И вдруг Крапива всхлипнула:

– Будто меня и не было совсем, будто я и не жила! Пропади пропадом такое крапивное счастье!

Цветы и ягоды внимательно слушали Крапиву. И больше никогда не жаловались на свою беспокойную жизнь.

Сентябрь

Сыплет осенний нудный дождь. До листика вымокли кусты и деревья. Лес притих и насупился.

И вдруг осеннюю тишину нарушает ярое, прямо весеннее бормотание тетерева!

Певчий дрозд откликнулся – просвистел свою песню.

Затенькала птичка-капелька – пеночка-теньковка.

И на опушке, и в глубине леса послышались птичьи голоса. Это прощальные песни птиц. Но и в прощальных песнях слышится радость.

Странный в сентябре лес – в нём рядом весна и осень.

Жёлтый лист и зелёная травинка. Поблёкшие травы и зацветающие цветы. Сверкающий иней и бабочки.
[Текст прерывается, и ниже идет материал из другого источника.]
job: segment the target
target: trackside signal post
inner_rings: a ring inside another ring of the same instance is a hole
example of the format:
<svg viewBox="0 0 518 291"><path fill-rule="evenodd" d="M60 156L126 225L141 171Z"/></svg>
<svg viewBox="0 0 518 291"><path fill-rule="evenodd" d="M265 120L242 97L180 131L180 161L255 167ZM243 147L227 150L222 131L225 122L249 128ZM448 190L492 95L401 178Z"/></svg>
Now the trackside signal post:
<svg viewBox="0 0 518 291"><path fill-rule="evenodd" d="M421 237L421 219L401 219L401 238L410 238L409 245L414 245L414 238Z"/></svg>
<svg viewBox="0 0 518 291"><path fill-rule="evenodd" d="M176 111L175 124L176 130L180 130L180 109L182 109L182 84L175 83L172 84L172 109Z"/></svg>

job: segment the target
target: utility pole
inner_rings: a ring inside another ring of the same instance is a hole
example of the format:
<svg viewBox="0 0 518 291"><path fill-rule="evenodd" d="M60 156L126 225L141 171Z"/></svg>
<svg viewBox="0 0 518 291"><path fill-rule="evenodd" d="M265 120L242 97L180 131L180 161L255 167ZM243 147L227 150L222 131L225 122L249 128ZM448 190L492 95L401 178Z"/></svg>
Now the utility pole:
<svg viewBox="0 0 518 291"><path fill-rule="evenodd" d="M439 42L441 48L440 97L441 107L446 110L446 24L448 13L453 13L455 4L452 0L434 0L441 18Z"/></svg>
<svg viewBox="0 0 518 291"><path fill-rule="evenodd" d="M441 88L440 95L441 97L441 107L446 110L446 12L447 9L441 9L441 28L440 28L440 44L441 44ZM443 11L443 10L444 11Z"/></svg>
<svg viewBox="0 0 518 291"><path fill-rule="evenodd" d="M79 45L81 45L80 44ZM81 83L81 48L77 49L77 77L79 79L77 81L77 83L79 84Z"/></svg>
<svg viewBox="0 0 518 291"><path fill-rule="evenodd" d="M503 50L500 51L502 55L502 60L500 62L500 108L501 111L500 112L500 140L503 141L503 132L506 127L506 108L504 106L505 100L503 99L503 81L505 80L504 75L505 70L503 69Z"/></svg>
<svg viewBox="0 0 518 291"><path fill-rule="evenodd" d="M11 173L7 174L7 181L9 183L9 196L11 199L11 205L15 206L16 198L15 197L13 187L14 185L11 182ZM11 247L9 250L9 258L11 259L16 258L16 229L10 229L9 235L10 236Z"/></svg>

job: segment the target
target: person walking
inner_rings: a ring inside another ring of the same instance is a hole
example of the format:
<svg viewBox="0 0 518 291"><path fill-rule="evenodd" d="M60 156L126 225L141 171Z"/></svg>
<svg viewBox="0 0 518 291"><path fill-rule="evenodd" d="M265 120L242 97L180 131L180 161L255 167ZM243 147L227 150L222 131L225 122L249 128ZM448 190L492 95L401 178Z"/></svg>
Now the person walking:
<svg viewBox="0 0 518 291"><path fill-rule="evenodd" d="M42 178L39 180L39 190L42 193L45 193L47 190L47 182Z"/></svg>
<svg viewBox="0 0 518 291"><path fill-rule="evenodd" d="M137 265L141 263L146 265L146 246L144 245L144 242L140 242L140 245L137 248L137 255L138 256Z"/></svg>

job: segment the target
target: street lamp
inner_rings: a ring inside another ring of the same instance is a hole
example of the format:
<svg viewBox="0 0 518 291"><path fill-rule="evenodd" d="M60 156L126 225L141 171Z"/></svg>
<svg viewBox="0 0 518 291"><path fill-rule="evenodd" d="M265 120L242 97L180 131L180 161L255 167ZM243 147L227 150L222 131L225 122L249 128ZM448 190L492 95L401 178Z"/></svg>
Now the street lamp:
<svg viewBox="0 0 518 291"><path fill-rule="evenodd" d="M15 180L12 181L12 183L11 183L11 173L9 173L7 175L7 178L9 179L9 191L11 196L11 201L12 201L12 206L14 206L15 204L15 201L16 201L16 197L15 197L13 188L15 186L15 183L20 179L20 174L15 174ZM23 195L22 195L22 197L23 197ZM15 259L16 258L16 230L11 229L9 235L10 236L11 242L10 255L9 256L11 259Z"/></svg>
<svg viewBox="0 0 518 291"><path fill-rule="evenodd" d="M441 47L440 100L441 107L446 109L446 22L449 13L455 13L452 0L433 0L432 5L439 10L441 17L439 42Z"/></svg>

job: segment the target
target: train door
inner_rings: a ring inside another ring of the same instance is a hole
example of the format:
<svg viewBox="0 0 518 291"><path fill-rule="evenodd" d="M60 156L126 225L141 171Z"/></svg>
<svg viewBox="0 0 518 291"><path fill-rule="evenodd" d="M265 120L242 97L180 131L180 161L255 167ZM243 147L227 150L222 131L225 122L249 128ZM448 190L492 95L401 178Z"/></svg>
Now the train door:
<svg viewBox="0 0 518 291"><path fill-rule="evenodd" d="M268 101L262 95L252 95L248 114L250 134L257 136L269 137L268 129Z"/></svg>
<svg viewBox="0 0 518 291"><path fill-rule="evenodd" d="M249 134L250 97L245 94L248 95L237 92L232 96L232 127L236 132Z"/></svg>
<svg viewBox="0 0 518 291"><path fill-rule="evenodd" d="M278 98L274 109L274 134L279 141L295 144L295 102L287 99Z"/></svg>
Тёплое солнце и холодный ветер.

Увядание и расцвет.

Песни и тишина.

И грустно и радостно!

ОСЕНЬ НА ПОРОГЕ

– Жители леса! – закричал раз утром мудрый Ворон. – Осень у лесного порога, все ли к её приходу готовы?

Как эхо, донеслись голоса из леса:

– Готовы, готовы, готовы…

– А вот мы сейчас проверим! – каркнул Ворон. – Перво-наперво осень холоду в лес напустит – что делать станете?

Откликнулись звери:

– Мы, белки, зайцы, лисицы, в зимние шубы переоденемся!

– Мы, барсуки, еноты, в тёплые норы спрячемся!

– Мы, ежи, летучие мыши, сном беспробудным уснём!

Откликнулись птицы:

– Мы, перелётные, в тёплые края улетим!

– Мы, осе́длые, пуховые телогрейки наденем!

– Вторым делом, – Ворон кричит, – осень листья с деревьев сдирать начнёт!

– Пусть сдирает! – откликнулись птицы. – Ягоды видней будут!

– Пусть сдирает! – откликнулись звери. – Тише в лесу станет!

– Третьим делом, – не унимается Ворон, – осень последних насекомых морозцем прищёлкнет!

Откликнулись птицы:

– А мы, дрозды, на рябину навалимся!

– А мы, дятлы, шишки начнём шелушить!

– А мы, щеглы, за сорняки примемся!

Откликнулись звери:

– А нам без мух-комаров спать будет спокойней!

– Четвёртым делом, – гудит Ворон, – осень скукою донимать станет! Туч мрачных нагонит, дождей нудных напустит, тоскливые ветры науськает. День укоротит, солнце за пазуху спрячет!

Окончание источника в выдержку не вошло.